Не подскажете, нормально ли это, если человек каждый раз вздрагивает при слове «время»? Вот именно. И кто такие загадочные «они».
«А что там, в этом ангаре?»
Отрядный радостно улыбнулся.
«О, вы должны увидеть это собственными глазами, слова, они… здесь не годятся. Будет сюрприз, зачем его портить?»
Он повлёк меня куда-то, а я безропотно подчинился его порыву. Что оставалось — я чувствовал в этом его упорстве шулерскую руку того, кто должен мне пару ответов. И не зря. Беззвучно скользнула вверх наружная бронепанель, открывая нашему взору зрелище, достойное того, чтобы вспомнить о нём ещё хоть раз.

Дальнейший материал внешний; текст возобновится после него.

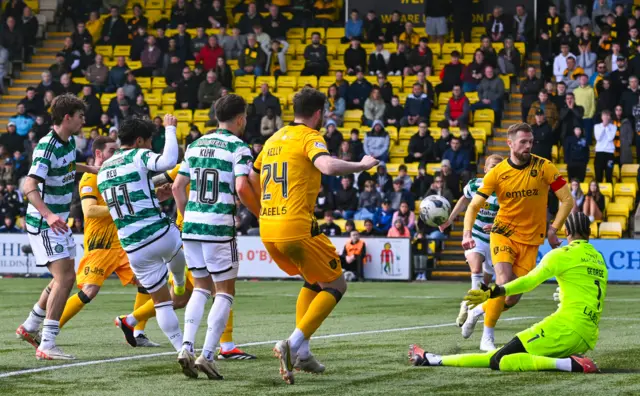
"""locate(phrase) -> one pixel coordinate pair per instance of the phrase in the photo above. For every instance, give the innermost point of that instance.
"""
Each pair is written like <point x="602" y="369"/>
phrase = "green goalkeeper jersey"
<point x="582" y="276"/>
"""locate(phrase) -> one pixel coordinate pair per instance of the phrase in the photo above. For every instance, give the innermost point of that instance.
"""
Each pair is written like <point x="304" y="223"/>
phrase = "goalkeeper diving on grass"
<point x="558" y="341"/>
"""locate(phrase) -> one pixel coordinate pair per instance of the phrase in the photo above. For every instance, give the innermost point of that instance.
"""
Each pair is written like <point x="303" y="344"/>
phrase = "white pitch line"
<point x="151" y="355"/>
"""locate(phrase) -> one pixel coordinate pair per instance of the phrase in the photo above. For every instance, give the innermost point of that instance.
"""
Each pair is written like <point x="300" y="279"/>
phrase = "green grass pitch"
<point x="364" y="363"/>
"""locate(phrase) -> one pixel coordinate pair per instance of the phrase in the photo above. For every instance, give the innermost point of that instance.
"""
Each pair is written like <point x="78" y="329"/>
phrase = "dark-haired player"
<point x="559" y="340"/>
<point x="49" y="189"/>
<point x="287" y="175"/>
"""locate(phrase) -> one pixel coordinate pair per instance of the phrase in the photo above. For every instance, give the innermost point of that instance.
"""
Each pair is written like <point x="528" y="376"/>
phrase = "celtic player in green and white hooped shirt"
<point x="151" y="240"/>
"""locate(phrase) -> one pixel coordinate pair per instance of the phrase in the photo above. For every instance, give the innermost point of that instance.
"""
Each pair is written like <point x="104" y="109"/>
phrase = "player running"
<point x="49" y="189"/>
<point x="521" y="184"/>
<point x="287" y="174"/>
<point x="217" y="167"/>
<point x="478" y="258"/>
<point x="151" y="240"/>
<point x="557" y="342"/>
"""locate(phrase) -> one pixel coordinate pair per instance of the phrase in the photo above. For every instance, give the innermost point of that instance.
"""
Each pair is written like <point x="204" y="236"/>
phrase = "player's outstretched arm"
<point x="334" y="167"/>
<point x="179" y="189"/>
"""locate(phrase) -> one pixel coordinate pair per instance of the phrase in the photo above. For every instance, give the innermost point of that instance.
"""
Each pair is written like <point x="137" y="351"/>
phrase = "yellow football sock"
<point x="74" y="305"/>
<point x="141" y="299"/>
<point x="227" y="334"/>
<point x="320" y="308"/>
<point x="307" y="293"/>
<point x="145" y="312"/>
<point x="492" y="310"/>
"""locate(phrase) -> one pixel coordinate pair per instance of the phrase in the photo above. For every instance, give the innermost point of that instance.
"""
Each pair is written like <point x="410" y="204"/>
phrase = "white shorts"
<point x="149" y="263"/>
<point x="216" y="259"/>
<point x="49" y="247"/>
<point x="436" y="26"/>
<point x="484" y="249"/>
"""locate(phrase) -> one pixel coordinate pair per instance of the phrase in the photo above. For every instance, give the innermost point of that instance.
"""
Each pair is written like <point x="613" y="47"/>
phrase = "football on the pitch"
<point x="434" y="210"/>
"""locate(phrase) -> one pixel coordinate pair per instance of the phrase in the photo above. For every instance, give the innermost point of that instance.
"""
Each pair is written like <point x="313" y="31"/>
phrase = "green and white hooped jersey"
<point x="125" y="184"/>
<point x="487" y="213"/>
<point x="212" y="163"/>
<point x="54" y="166"/>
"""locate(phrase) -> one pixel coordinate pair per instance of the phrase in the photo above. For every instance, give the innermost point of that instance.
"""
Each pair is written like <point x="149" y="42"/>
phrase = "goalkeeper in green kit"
<point x="559" y="340"/>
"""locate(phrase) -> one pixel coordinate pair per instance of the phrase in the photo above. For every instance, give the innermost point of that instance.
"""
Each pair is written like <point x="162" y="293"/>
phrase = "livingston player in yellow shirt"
<point x="287" y="175"/>
<point x="521" y="184"/>
<point x="559" y="340"/>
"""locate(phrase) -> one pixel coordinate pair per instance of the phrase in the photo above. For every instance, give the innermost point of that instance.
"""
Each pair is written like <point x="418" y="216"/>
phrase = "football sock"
<point x="307" y="293"/>
<point x="527" y="362"/>
<point x="169" y="324"/>
<point x="476" y="279"/>
<point x="216" y="321"/>
<point x="466" y="360"/>
<point x="493" y="308"/>
<point x="226" y="339"/>
<point x="50" y="330"/>
<point x="145" y="312"/>
<point x="177" y="265"/>
<point x="35" y="318"/>
<point x="74" y="304"/>
<point x="193" y="313"/>
<point x="141" y="298"/>
<point x="320" y="308"/>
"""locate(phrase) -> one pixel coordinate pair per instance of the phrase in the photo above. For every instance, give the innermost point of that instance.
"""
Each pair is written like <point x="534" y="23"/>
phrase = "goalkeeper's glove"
<point x="477" y="297"/>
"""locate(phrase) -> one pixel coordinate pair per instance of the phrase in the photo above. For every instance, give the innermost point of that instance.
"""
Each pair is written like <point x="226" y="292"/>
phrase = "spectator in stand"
<point x="451" y="74"/>
<point x="151" y="59"/>
<point x="377" y="142"/>
<point x="315" y="55"/>
<point x="379" y="59"/>
<point x="491" y="94"/>
<point x="346" y="198"/>
<point x="421" y="56"/>
<point x="358" y="92"/>
<point x="353" y="28"/>
<point x="550" y="110"/>
<point x="32" y="104"/>
<point x="594" y="202"/>
<point x="529" y="88"/>
<point x="456" y="113"/>
<point x="374" y="107"/>
<point x="97" y="74"/>
<point x="417" y="107"/>
<point x="93" y="108"/>
<point x="115" y="31"/>
<point x="252" y="60"/>
<point x="605" y="134"/>
<point x="209" y="90"/>
<point x="472" y="74"/>
<point x="209" y="54"/>
<point x="543" y="136"/>
<point x="22" y="121"/>
<point x="355" y="58"/>
<point x="329" y="228"/>
<point x="421" y="146"/>
<point x="265" y="100"/>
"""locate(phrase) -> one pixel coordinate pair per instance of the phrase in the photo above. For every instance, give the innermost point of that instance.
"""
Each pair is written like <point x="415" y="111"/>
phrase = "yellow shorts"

Отформованная до кристальной прозрачности плита н-фаза непроницаемым куполом выдавалась на десяток метров в пустоту. Рубчатое покрытие пола изгибалось гладкой дугой, чтобы оборваться туда же. В лицо мне плеснуло дуновение чужого ветра, разметав полы плаща. Эффект был настолько нарочит и театрален, что я невольно растерялся. Набрав в грудь больше воздуха, словно собираясь нырнуть в глубь бездонного озера, я шагнул вперёд, навстречу развернувшейся передо мной панораме.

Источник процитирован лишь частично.